Una pagina struggente e
intensa, tratta da Il compagno don Camillo, di Giovannino Guareschi.
Indimenticabile.
Indimenticabile.
«Questa è la strada, là è la
carrareccia, questa è la siepe lungo il fosso e là è la quercia». Ripercorse, seguito dal
compagno Tavan, il fosso ghiacciato e risalì la sponda ai piedi della grande
quercia. «Ecco,» spiegò indicando il campo di tenero grano «qui è sepolto tuo
fratello. » Risollevò la cortina d'edera
e mostrò la croce e la data e la parola incisa sulla corteccia.

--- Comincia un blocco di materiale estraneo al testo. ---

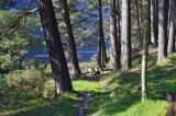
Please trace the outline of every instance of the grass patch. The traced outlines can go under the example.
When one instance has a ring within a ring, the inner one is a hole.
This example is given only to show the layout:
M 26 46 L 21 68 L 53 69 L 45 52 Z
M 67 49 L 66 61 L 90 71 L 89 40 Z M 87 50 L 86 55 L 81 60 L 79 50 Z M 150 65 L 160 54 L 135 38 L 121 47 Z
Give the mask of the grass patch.
M 139 57 L 138 57 L 139 58 Z M 162 100 L 163 91 L 175 94 L 176 54 L 163 63 L 153 67 L 156 57 L 148 57 L 147 71 L 148 101 L 141 102 L 141 62 L 134 60 L 134 69 L 129 72 L 117 72 L 100 79 L 81 78 L 73 81 L 74 90 L 91 92 L 92 102 L 86 113 L 92 116 L 165 116 L 168 104 Z M 86 63 L 82 67 L 87 66 Z M 163 90 L 157 88 L 161 83 Z M 47 82 L 47 84 L 53 84 Z M 74 93 L 63 94 L 58 101 L 32 101 L 29 107 L 6 113 L 16 116 L 77 116 L 80 97 Z M 38 104 L 37 106 L 34 106 Z M 0 112 L 0 115 L 6 113 Z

Il compagno Tavan guardava
il campo di grano e la mano che stringeva il lumino tremava. Don Camillo avanzò qualche
passo nel campo di grano e, chinatosi, fece un buco nella terra. L'altro
comprese e raggiuntolo, mise il lumino nel buco e lo accese. Rialzatosi, rimase
a contemplarlo, col berretto in mano.
Don Camillo cavò di tasca il suo coltellino e tagliò fuori dalla terra bruna una zolla con tre tenere piantine di frumento. Aveva in tasca il bicchierino di alluminio che gli serviva da Calice: «Ne troverò un altro» pensò mentre lo riempiva con la zolla di terra. «Portalo a casa a tua madre» disse al compagno Tavan mentre gli metteva in mano il bicchiere.
Tornarono al margine del
campo sotto la quercia. «Segnati pure, compagno»
disse don Camillo al compagno Tavan. «Mi segno anch'io.» Si segnarono: e nella sua
nicchia, difesa dal vento, la fiammella del lumino palpitava. Un colpo di
clacson li riportò sulla strada del ritorno.
Poco prima di raggiungere il
torpedone, don Camillo si fermò: «Compagno» disse con voce grave: «tua madre
sarà contenta ma il Partito non potrebbe mai approvare cio che abbiamo fatto». «Non me ne frega niente»
rispose con voce sicura il compagno Tavan. E maneggiava il bicchierino
contenente la zolla e le piantine di frumento, con infinita delicatezza, come
se avesse, tra le grosse dita, qualcosa di tenero e di vivo.